If dyslipidemia is not controlled by CHILD 1 within 3 months, CHILD 2-LDL and CHILD 2-TG are performed. Compared to CHILD 1, CHILD 2 reduces cholesterol from 300 mg to 200 mg and saturated fatty acids from 8%–10% to 7%. CHILD 2-LDL is performed in children with high LDL cholesterol levels. If TG levels are high, CHILD 2-TG is performed, reducing the intake of simple carbohydrates, replacing simple carbohydrates with complex carbohydrates, and increasing the intake of omega-3 fatty acids. CHILD 2 reduces cholesterol from 300 mg to 200 mg and saturated fatty acids from 8%–10% to 7% compared to CHILD 1. CHILD 2-TG involves reducing sugar intake and increasing the intake of omega-3 fatty acids in the CHILD 2-LDL diet [3].

2. Drug therapy

Drug treatment is recommended for children and adolescents aged≥10 years when lifestyle and dietary changes for 6–12 months are not effective [19,24,36]. Decisions on drug treatment should be based on the average fasting blood lipid concentration measured twice, at least 2 weeks apart, within the last 3 months. Drug treatment for dyslipidemia according to age is summarized in Table 5.

Table 5.

Drug treatment for dyslipidemia in children and adolescents

Ages

Treatments

Newborn – 9 years old

•Lipid lowering therapy is limited to cases of homozygous familial hypercholesterolemia, LDL cholesterol≥400 mg/dL, primary hypertriglyceridemia (≥500 mg/dL), cardiovascular disease, and heart transplantation.

10–21 years old

•Immediately refer to an expert
- LDL cholesterol≥250 mg/dL or triglycerides≥500 mg/dL
•Statin treatment
1) LDL cholesterol≥190 mg/dL
2) LDL cholesterol between 160–189 mg/dL with a family history of premature CVD or one or more high-level risk factors, or at least two moderate-level risk factors
3) LDL cholesterol between 130–159 mg/dL with two or more high-level risk factors, or at least one high-level risk factor and two moderate-level risk factors
• Omega-3 fatty acids (fish oil)
- Triglycerides≥200–499 mg/dL, non-HDL cholesterol≥145 mg/dL
• Consider treatment with statins, fibrates, or niacin
- If non-HDL cholesterol≥145 mg/dL even after LDL cholesterol has reached target

CVD, cardiovascular disease.

Children younger than 10 years do not usually start statin therapy. However, some experts recommend starting statins at 8 or 10 years of age. Its use is limited to cases of homozygous familial hypercholesteraemia (HoFH), LDL cholesterol≥400 mg/dL, and primary hypertriglyceridemia (TG≥500 mg/dL) [24]. Initiation of statin therapy from childhood in patients with FH resulted in a slower progression of carotid intima-media thickness and a reduced risk of CVD in adulthood [39]. The use of statin preparations may be considered when LDL cholesterol does not improve after 6 months of lifestyle modifications and dietary changes in children aged≥10 years [19]. If LDL cholesterol is <250 mg/dL or TG level is 500 mg/dL in children aged 10 years or older, CHILD 1 or CHILD 2 is performed for 3–6 months, and BMI is at or above the 85^th percentile, then increasing physical activity and reducing sedentary lifestyle are recommended.
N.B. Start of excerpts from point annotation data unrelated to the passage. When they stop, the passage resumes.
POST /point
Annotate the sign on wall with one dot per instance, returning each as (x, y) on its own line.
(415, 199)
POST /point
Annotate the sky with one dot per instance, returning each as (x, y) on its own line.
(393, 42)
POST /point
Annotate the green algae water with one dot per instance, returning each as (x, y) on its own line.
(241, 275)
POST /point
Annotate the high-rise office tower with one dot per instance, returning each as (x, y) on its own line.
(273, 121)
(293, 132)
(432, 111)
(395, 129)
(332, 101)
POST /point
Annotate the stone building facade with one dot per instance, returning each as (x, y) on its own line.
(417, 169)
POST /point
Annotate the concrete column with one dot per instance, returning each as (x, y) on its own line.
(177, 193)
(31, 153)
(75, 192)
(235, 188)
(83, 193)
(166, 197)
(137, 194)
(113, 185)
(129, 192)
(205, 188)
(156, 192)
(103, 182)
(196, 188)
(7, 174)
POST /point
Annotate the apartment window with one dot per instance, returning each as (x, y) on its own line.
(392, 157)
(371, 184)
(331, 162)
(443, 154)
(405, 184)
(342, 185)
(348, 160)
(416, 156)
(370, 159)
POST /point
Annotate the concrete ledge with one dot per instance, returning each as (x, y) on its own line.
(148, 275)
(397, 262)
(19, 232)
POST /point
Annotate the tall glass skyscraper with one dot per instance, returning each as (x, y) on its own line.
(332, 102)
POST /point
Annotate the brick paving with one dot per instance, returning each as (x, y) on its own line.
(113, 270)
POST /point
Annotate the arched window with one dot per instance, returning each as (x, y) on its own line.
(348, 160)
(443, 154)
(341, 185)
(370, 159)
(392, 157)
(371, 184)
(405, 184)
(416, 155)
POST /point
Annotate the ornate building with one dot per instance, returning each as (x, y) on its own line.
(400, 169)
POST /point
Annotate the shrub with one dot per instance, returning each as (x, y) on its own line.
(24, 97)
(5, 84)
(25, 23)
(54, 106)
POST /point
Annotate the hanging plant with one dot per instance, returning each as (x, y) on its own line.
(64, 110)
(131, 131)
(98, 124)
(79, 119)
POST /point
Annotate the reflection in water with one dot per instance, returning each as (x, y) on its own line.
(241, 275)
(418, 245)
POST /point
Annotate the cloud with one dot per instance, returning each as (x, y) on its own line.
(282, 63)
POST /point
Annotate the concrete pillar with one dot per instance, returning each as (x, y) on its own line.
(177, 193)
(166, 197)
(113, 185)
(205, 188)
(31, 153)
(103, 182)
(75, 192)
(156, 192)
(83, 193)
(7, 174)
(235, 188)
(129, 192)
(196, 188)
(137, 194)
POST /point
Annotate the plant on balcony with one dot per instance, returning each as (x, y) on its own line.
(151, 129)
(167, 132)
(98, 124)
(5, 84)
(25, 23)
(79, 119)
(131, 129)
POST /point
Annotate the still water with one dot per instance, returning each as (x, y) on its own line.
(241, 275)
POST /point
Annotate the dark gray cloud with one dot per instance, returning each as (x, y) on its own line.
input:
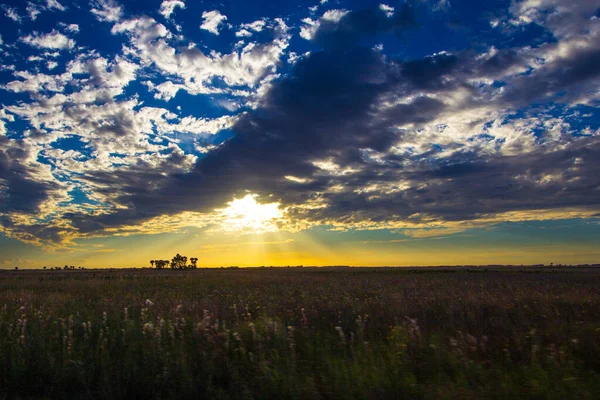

If the lipid concentration does not reach the target level despite these lifestyle modifications and dietary changes, drug treatment is considered [29].

The goal of hyper-LDL cholesterolemia treatment in children and adolescents is to maintain it below the 95th percentile (≤130 mg/dL) [19]. In children at a high risk of atherosclerosis, such as individuals with chronic kidney disease, type 1 and type 2 DM, Kawasaki disease with coronary aneurysm, and heart transplantation, drug therapy to reduce LDL cholesterol should be considered [40]. Children with HoFH and LDL cholesterol>500 mg/dL should undergo LDL separation every 2 weeks [29].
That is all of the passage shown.